How did we get here? A simple enough question, with no easy answers. In an unwell society, memory takes on the hallucinatory quality of fever dreams. We lived through Rock and Roll’s best decade, yet never heard it on the radio. We moved away from the cities, but the poor and sick didn’t disappear. We bought flat screens; no one is foolish enough to believe the answers can be found in gridiron football and cop shows. It’s a very real question at this stage of my life, having had an eventful year in which I beat a hasty retreat from blandly right wing corporate America, and entered what the C-of-C types like to delicately refer to as the “Creative Economy”, meaning that part of the economy that provides the substance that mall culture does not; yet attracts very little investment of capital.
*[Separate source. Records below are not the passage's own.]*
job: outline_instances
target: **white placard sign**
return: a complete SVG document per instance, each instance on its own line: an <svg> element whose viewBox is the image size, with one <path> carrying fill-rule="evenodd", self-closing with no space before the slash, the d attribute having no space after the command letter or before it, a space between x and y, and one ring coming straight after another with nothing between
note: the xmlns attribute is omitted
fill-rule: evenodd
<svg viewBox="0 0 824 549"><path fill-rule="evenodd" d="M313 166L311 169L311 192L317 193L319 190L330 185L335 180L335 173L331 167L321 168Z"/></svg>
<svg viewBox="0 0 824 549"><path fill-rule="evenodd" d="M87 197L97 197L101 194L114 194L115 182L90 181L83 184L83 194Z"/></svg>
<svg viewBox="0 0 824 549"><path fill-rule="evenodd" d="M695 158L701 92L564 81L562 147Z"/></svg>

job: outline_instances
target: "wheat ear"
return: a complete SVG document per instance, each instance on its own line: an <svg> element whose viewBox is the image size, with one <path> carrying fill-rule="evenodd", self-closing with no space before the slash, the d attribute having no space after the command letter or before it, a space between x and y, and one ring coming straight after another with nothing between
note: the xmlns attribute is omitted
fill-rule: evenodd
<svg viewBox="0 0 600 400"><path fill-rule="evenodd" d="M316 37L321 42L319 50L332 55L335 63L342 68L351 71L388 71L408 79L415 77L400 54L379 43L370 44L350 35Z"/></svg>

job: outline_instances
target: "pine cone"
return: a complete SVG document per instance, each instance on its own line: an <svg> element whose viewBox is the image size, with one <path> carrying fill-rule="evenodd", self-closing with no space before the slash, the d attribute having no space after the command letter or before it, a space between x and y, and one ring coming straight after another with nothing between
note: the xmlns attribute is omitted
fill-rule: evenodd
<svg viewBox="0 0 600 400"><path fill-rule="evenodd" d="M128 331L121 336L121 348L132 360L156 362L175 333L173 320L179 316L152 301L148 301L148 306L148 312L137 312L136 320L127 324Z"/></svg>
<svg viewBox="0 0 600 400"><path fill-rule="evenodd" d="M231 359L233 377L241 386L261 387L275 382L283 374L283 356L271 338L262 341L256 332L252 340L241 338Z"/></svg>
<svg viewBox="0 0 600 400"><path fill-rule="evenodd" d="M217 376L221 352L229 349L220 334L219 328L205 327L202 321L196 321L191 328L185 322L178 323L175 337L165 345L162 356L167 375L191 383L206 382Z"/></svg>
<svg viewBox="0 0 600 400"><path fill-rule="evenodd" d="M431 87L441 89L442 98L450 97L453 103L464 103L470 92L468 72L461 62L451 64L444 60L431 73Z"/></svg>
My own journey has brought me across mountain and high plain, industrial back alley and downtown skyscraper canyon. It seems surprising that in a few punk rock songs and a lowly comic book, I would find one of the few places that these questions get asked. All the more reason to stop ghettoizing the counter culture.

In fictional Varrio Hoppers, Jaime Hernandez lines out the ups and downs of just how we got here, and in the sparse yet rich ideographic truth of ink on newsprint, a fleeting ecstasy of angry guitars and young girls’ kisses, how we might rocket back out.

One of his (super!) heroes is, after all, named “Hope”.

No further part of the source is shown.